Case Example #1
One of our clients, Ed, was a wealthy real estate investor and owned five apartment buildings worth about $3 million. Although he was involved in a lawsuit concerning a property dispute at the time, he felt he had little exposure. We set up a plan for him using several LLCs to hold the properties. A year later we received a call from Ed telling us that he had lost the case and there was a judgment against him for $1.5 million. Had he not set up the plan he would have been in big trouble. The plaintiff would have had a lien on all of the client’s real estate, worth $3 million, as security for the judgment. The property would have been frozen and then seized. The plaintiff would not have taken a penny less than the full amount of the judgment. Nothing to talk about or discuss-just pay up. That’s a bad position to be in.

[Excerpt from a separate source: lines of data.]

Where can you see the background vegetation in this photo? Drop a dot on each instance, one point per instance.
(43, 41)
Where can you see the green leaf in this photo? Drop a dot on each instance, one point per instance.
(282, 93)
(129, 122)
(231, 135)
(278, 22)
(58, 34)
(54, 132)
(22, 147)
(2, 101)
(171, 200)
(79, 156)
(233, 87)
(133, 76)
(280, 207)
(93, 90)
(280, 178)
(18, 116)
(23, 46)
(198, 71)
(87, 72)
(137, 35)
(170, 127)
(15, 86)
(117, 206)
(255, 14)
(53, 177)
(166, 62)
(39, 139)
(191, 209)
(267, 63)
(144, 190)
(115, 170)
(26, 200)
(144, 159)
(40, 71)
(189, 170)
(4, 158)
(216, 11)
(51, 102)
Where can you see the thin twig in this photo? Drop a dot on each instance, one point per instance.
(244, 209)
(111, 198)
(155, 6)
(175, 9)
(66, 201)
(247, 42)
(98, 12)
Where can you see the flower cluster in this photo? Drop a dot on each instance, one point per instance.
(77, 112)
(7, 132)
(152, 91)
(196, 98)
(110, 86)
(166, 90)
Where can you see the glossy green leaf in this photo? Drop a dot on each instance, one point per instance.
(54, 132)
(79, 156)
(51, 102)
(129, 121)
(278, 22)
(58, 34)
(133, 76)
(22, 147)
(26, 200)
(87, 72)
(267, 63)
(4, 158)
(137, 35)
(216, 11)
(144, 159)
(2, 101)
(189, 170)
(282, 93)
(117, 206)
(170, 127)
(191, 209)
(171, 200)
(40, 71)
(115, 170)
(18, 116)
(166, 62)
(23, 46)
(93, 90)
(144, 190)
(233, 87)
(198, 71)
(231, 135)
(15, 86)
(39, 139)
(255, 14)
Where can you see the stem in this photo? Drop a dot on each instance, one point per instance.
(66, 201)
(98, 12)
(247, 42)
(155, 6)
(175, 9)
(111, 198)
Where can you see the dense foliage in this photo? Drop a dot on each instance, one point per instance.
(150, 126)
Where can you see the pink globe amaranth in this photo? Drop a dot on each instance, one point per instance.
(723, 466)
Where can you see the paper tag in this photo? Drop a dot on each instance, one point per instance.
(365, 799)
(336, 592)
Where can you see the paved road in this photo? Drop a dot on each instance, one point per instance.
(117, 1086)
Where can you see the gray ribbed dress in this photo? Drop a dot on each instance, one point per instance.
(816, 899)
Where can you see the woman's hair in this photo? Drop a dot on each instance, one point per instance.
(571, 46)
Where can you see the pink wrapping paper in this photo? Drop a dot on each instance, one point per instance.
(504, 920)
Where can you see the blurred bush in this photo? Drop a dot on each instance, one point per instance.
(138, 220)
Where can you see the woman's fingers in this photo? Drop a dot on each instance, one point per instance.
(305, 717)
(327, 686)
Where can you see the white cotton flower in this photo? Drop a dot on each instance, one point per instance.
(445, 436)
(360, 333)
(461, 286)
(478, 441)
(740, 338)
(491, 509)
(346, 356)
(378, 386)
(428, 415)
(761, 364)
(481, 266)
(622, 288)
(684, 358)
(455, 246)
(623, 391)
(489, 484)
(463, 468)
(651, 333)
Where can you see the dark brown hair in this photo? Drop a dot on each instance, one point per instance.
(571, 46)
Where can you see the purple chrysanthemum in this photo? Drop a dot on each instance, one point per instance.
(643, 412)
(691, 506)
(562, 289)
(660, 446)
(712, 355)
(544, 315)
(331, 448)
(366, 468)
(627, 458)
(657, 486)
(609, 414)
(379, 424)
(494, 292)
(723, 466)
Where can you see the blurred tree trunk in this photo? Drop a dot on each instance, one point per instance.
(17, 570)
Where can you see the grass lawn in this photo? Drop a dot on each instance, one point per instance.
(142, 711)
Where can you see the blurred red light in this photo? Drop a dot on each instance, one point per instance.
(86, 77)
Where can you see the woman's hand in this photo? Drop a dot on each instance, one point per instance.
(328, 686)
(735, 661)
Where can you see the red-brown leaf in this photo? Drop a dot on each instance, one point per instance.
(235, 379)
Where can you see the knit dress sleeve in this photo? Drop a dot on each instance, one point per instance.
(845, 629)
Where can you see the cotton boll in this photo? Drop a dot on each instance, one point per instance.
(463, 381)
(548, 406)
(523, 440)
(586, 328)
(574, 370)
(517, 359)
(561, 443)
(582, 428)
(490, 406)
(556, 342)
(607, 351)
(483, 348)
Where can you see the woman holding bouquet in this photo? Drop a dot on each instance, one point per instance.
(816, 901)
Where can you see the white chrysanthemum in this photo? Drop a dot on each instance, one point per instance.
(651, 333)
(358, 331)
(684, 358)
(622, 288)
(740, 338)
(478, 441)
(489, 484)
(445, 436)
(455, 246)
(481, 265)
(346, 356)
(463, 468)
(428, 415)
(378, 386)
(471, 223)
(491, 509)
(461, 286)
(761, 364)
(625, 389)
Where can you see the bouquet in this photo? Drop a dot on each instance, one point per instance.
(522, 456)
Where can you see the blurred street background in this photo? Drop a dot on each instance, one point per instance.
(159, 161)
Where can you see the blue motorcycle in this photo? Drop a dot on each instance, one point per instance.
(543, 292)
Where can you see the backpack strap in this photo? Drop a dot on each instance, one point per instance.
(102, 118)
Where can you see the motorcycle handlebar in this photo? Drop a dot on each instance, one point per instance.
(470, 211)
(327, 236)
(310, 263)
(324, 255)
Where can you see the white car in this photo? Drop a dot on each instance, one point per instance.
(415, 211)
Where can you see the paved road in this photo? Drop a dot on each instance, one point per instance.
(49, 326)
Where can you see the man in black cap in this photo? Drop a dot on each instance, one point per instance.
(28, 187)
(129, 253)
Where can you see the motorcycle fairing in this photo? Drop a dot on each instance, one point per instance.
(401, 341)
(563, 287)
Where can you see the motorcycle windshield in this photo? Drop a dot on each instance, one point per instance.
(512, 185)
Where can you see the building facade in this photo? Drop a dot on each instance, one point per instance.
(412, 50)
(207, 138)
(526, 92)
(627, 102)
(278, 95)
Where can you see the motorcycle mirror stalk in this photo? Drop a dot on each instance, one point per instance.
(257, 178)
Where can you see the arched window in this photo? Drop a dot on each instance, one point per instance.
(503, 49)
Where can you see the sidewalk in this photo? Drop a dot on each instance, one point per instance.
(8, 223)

But because Ed was a smart guy, he was not in a bad position. Since all of his assets had been transferred into the plan, the judgment lien did not affect the properties. Ed was free to sell, refinance, collect rents, and deal with his property just like he had always done. Since the creditor had no security for his judgment and stood to collect nothing, Ed now had the leverage to negotiate a favorable settlement. He held all of the chips, and in fact, he settled the case for $75,000-clearly a better result than losing the $1.5 million. In this case the proper asset protection plan changed the relative bargaining power of each side. Ed could have been weak and vulnerable but instead was able to negotiate from a position of superior strength.